Implications and Prospects

The CSTS paradigm represents a shift toward leveraging collective intelligence and explicit task decomposition for scalable, generalizable agentic skill construction. Practically, the framework reduces manual intervention, enhances procedural diversity, and improves transferability across heterogeneous LLM backbones. Theoretically, it aligns skill construction with structured search and compositional reasoning, facilitating hierarchical policy learning and adaptive execution.

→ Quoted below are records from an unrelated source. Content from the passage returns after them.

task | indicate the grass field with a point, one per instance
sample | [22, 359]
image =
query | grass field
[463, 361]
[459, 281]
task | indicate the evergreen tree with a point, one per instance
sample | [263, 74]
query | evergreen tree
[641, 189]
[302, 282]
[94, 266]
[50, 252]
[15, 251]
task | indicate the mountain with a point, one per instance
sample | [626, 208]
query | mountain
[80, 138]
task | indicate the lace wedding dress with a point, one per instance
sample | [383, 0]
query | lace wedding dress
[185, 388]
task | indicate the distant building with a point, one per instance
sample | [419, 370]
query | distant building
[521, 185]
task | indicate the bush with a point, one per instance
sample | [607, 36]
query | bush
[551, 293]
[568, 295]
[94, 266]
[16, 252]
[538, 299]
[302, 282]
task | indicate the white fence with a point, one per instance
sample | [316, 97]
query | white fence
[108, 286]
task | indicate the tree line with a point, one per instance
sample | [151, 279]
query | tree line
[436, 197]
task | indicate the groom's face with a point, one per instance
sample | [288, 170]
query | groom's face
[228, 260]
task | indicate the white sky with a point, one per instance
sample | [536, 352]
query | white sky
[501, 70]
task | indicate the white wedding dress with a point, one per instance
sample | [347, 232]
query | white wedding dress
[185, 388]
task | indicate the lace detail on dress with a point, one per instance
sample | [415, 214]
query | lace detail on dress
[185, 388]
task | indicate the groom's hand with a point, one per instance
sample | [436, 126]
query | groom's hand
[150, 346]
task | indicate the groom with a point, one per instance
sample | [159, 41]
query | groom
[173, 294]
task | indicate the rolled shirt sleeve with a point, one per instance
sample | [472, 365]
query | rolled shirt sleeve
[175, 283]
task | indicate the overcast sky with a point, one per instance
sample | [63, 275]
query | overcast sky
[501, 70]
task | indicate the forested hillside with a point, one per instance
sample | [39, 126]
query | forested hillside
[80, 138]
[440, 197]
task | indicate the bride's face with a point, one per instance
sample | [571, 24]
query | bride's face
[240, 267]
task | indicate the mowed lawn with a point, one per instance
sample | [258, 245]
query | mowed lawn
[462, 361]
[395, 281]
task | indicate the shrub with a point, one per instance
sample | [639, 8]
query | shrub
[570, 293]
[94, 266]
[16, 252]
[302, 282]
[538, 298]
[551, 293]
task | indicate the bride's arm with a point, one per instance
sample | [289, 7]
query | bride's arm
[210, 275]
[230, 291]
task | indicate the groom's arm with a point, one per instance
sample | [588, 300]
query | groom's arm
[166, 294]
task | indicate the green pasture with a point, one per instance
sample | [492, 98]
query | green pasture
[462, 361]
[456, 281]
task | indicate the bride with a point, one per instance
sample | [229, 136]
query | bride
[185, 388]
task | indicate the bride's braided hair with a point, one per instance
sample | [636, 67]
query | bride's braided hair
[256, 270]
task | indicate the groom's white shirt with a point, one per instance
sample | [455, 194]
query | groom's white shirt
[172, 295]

Future developments may include integration of CSTS with larger, multimodal LLMs, automatic discovery and refinement of novel skills via unsupervised or meta-learning paradigms, and cross-environment skill transfer. The explicit use of collective evaluation and transfer in skill selection suggests directions for federated agent training and robust cross-domain adaptation.

Conclusion

OpenClaw-Skill establishes a unified, automatic skill construction and training pipeline for agentic LLMs, built on Collective Skill Tree Search and reinforced via skill-conditioned group relative optimization. Systematic empirical evidence demonstrates substantial improvements in long-horizon planning, tool use, and execution robustness. The paper represents a rigorous advance in compositional, transferable skill acquisition for LLM agents, with broad implications for scalable agentic autonomy.